Using Amazon's Mechanical Turk to Recruit Transition Age Adults with Autism
Amazon’s Mechanical Turk (MTurk) has been described as comparable to other online platforms and in person laboratory studies within the social sciences and for clinical psychology (Thomas & Clifford, 2017). However, researchers have recently reported a decline in data quality on MTurk due to the use of Virtual Private Servers (VPS) which allow participants to circumvent traditional screening methods that allow the researcher some control over participant recruitment (Dennis, Goodson, & Pearson, 2018). Further, the use of MTurk in clinical populations has led to demographic deception (i.e., misrepresentation of personal characteristics for eligibility requirements) which can result in incorrect conclusions drawn from the data (Chandler & Paolacci, 2017; Kan & Drummey, 2018).
We examined issues related to MTurk and asked the following: What percentage of participant attempts in a survey of daily living activities are usable in a clinical sample of caregivers or individuals with a self-reported ASD diagnosis aged 18-22? What are the most common reasons for non-payment (i.e., failed to meet study eligibility)? What are qualitative and quantitative differences in responses from VPS-respondents and non-VPS respondents?
Participants were 370 individuals with a self-reported ASD diagnosis aged 18-22 years or their caregivers recruited via MTurk to answer questions about daily activities. Several screening questions (e.g., Individualized Education Program in school, formal diagnosis of ASD) designed to filter out ineligible participants were included. Once filtered, these participants were sent to the end of survey without payment. Further, additional questions were asked in multiple formats (e.g., age) to ensure eligibility (e.g., are you 18-22, what year were you born, how old are you?). Last, qualitative responses comparing respondents from VPS participants versus traditional internet providers were analyzed.

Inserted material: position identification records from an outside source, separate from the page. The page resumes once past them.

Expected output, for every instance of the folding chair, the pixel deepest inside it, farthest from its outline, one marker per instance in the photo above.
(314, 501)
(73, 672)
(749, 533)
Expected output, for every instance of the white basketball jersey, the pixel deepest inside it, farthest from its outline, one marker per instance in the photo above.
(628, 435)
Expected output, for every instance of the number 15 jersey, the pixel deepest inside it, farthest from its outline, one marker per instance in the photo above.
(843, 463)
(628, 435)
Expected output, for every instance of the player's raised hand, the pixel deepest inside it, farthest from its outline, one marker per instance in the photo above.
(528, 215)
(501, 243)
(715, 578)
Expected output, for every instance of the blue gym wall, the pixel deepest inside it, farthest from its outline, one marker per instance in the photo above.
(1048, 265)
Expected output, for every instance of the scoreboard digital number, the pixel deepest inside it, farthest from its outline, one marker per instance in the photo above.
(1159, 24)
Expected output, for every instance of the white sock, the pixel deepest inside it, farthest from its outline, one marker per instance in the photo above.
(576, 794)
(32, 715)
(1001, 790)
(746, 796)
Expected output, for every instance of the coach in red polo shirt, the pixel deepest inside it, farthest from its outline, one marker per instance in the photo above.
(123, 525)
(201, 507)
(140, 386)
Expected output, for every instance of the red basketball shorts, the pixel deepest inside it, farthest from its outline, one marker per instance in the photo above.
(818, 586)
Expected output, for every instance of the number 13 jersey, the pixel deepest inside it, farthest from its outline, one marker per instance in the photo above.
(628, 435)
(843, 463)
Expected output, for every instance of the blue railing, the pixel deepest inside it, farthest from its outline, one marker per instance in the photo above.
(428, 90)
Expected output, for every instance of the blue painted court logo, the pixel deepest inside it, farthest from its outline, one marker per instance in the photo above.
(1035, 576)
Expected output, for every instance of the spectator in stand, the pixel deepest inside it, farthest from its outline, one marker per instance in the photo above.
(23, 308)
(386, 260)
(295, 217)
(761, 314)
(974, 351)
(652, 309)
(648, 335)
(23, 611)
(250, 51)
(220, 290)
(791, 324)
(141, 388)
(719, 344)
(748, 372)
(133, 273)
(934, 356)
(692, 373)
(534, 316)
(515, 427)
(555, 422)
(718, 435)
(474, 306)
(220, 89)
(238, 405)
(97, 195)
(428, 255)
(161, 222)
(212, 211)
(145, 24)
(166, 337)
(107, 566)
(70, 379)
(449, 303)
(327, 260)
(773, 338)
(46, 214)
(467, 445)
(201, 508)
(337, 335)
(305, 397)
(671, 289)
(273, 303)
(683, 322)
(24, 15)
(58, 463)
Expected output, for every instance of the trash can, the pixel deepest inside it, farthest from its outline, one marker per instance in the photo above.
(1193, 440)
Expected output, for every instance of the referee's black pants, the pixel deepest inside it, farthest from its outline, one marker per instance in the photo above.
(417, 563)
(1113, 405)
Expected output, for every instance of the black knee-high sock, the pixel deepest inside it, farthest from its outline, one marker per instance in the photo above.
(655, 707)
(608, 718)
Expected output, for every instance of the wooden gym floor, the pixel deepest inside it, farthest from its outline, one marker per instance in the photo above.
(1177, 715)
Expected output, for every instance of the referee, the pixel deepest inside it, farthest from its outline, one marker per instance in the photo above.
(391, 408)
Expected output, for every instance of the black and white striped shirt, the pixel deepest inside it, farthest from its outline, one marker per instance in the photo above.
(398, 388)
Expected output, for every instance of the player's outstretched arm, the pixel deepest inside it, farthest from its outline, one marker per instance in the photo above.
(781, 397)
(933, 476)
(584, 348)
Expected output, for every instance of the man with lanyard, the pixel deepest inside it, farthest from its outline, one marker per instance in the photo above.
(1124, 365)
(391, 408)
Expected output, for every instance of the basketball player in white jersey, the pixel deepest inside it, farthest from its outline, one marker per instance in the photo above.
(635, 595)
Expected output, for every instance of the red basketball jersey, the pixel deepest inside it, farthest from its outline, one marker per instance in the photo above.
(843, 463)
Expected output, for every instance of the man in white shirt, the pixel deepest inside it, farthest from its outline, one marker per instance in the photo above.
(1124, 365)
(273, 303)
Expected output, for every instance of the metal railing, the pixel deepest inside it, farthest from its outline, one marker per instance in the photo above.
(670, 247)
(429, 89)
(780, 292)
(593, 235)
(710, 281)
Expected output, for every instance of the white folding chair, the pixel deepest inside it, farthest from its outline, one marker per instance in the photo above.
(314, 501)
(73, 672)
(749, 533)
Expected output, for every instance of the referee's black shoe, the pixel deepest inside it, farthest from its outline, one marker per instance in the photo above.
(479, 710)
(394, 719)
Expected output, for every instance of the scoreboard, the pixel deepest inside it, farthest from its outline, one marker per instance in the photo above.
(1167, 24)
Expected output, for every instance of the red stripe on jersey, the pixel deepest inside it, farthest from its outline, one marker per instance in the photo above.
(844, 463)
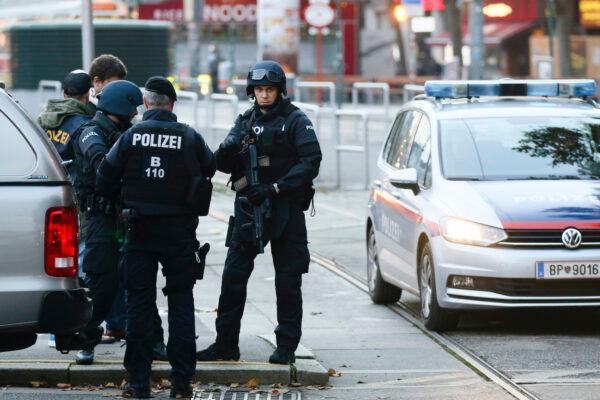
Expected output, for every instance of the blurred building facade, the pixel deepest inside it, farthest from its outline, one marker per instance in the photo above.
(380, 39)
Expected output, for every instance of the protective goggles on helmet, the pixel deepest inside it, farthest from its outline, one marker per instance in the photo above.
(259, 74)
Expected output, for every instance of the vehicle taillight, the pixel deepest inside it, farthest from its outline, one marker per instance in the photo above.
(61, 242)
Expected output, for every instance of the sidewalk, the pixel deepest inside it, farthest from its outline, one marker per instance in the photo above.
(371, 352)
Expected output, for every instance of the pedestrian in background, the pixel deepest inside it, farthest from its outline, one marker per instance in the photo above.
(116, 107)
(103, 70)
(165, 169)
(289, 158)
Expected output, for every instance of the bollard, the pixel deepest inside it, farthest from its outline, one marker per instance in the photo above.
(183, 96)
(214, 98)
(330, 86)
(363, 117)
(370, 86)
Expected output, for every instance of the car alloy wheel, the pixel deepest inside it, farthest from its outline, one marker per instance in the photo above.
(426, 286)
(372, 265)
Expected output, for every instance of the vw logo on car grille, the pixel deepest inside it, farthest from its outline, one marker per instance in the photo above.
(572, 238)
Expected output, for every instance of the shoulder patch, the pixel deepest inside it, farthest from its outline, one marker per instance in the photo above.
(89, 135)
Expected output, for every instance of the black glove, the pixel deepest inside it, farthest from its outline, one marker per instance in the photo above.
(231, 145)
(258, 193)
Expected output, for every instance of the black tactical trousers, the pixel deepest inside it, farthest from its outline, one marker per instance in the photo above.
(173, 248)
(291, 259)
(100, 263)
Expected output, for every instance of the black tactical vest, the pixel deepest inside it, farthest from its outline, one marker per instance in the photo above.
(86, 176)
(156, 179)
(275, 150)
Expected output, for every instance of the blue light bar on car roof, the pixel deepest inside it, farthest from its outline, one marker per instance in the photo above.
(511, 88)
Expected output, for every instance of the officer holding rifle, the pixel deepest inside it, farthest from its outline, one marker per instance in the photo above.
(273, 155)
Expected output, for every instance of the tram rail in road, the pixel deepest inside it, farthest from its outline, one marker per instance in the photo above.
(470, 359)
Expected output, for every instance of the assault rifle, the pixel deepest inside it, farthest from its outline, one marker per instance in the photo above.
(262, 211)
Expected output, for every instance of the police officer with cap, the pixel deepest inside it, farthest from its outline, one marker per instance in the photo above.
(63, 117)
(289, 157)
(165, 169)
(116, 107)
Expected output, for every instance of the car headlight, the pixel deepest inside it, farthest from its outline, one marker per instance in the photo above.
(466, 232)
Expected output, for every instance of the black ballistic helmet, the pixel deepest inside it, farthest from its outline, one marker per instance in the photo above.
(266, 73)
(120, 98)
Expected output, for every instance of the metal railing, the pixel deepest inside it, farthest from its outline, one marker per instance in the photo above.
(43, 85)
(370, 87)
(363, 117)
(330, 86)
(213, 126)
(412, 89)
(192, 97)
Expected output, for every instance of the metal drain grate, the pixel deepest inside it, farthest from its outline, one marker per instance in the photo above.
(246, 395)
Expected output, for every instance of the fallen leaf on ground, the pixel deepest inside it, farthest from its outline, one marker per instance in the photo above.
(253, 383)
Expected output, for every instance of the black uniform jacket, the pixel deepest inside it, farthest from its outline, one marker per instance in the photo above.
(294, 156)
(109, 176)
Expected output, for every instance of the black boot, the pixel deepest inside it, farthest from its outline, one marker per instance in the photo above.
(282, 355)
(181, 393)
(216, 352)
(132, 393)
(85, 357)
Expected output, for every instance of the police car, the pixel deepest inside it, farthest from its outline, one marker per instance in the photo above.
(488, 196)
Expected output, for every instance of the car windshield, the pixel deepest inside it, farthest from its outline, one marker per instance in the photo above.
(520, 148)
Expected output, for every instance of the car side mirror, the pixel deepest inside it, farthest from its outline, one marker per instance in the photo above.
(405, 179)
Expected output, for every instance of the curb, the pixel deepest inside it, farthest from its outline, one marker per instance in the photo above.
(308, 372)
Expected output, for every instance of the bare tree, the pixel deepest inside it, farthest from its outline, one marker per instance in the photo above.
(564, 12)
(402, 63)
(453, 21)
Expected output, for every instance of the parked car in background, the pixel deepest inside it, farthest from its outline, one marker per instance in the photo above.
(39, 290)
(488, 196)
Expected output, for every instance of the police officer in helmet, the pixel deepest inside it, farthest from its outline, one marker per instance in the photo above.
(289, 157)
(165, 169)
(116, 107)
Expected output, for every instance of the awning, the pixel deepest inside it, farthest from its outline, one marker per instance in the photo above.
(494, 34)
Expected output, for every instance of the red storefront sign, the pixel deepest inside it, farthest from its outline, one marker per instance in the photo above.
(510, 10)
(433, 5)
(223, 11)
(171, 10)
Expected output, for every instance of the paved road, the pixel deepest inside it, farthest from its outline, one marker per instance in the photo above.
(554, 353)
(377, 354)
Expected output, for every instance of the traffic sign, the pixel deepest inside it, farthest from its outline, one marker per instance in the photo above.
(319, 15)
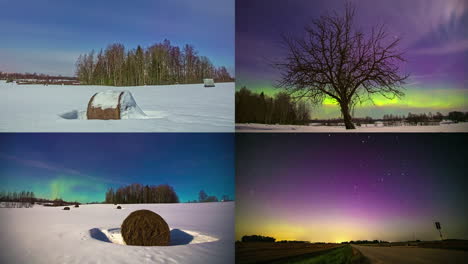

Out of 604 total attempts (including participants who attempted the survey multiple times), 39 were deemed usable leading to a 6.5% return rate. On average, participants responding from VPS servers attempted the survey four times while non-VPS participants attempted the survey two times. The most frequent reason for non-payment was failure to meet demographic criteria (e.g., out of age range, additional sensory diagnoses) and multiple attempts with inconsistent responses. Over fifty percent of response attempts were deemed unusable within the first seven demographic questions. Twenty percent of non-VPS respondents reported having an ASD diagnosis in one version of the survey and then reporting they did not have an ASD diagnosis in a different version, indicating participants switch their answers to meet inclusion criteria. VPS respondents use less words and nonsensical short answer responses when given open ended questions (see Table 1 for an example).
Despite the inclusion of several screening criteria, usable return rates were low with demographic deception occurring at high percentages. Thus, research conclusions based on MTurk samples should be interpreted with caution as traditional screening methods may not be adequate for screening out low quality or invalid responses. Consistent with previous recommendations, open-ended responses within surveys can assist in flagging problematic responses (Dennis, Goodson, & Pearson, 2018).